To determine the types and frequency of symptomatic ocular motility disturbances following head trauma and their association with severity of trauma.
Retrospective study of patients with (1) diplopia unless visual loss is present, (2) heterotropia for far or near targets, and (3) prior head injury.
Office and in-hospital consulting practice of a university neuro-ophthalmologist.
Sixty patients with posttraumatic ophthalmoplegia.
Main Outcome Measures:
Paralytic and nonparalytic heterotropias were quantitated in prism diopters or percentage limitation of ductions. Convergence insufficiency was assessed by determining the near point of convergence.

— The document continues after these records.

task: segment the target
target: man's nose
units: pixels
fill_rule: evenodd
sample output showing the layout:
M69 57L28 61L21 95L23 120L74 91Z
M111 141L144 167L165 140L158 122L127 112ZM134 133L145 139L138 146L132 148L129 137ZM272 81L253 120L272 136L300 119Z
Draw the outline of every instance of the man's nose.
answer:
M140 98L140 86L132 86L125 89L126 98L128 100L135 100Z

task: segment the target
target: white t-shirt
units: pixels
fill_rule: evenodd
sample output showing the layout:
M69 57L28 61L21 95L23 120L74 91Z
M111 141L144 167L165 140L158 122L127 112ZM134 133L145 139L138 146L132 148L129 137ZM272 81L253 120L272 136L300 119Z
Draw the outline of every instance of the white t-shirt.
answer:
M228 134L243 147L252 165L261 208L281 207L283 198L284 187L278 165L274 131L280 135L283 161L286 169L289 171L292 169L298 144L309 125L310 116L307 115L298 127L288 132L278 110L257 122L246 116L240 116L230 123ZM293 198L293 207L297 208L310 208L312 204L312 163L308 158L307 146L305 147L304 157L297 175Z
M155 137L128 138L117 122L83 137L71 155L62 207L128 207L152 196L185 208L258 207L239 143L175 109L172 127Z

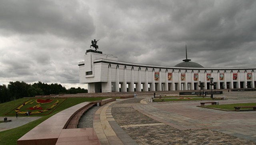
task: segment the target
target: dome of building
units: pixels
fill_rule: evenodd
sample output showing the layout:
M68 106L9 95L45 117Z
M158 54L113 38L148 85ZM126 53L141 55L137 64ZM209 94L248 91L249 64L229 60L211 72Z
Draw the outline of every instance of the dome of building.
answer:
M184 67L184 68L204 68L202 65L194 62L185 62L180 63L174 66L176 67Z
M190 62L191 60L188 59L188 55L187 55L187 45L186 46L186 59L182 60L184 62L181 62L176 65L174 66L176 67L183 67L183 68L204 68L202 65L194 62Z

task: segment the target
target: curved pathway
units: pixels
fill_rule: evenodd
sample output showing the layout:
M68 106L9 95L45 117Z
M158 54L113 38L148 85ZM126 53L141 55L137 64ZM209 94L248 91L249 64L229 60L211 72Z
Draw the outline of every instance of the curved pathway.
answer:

Fifty-one patients had nuclear or infranuclear findings, ie, trochlear palsies (n=20), oculomotor palsies (n=17), abducens palsies (n=7), combined palsies (n=5), and restrictive ophthalmopathy (n=2). Nine patients had supranuclear dysfunction, including seven patients with convergence insufficiency. Bilateral ocular motor palsies and combined palsies were significantly (by means of X2 test) associated with head trauma of severity sufficient to cause corticospinal tract dysfunction. Individual or combined ocular motor palsies were not significantly (by means of X2 test) associated with intracranial hemorrhage and/or skull fracture or loss of consciousness.
Trochlear palsy was the most common nuclear or infranuclear basis for traumatic diplopia, and convergence insufficiency was the most common supra-nuclear cause of double vision. Head trauma distinguished by upper motor—neuron signs was correlated with specific subsets of disordered ocular motility.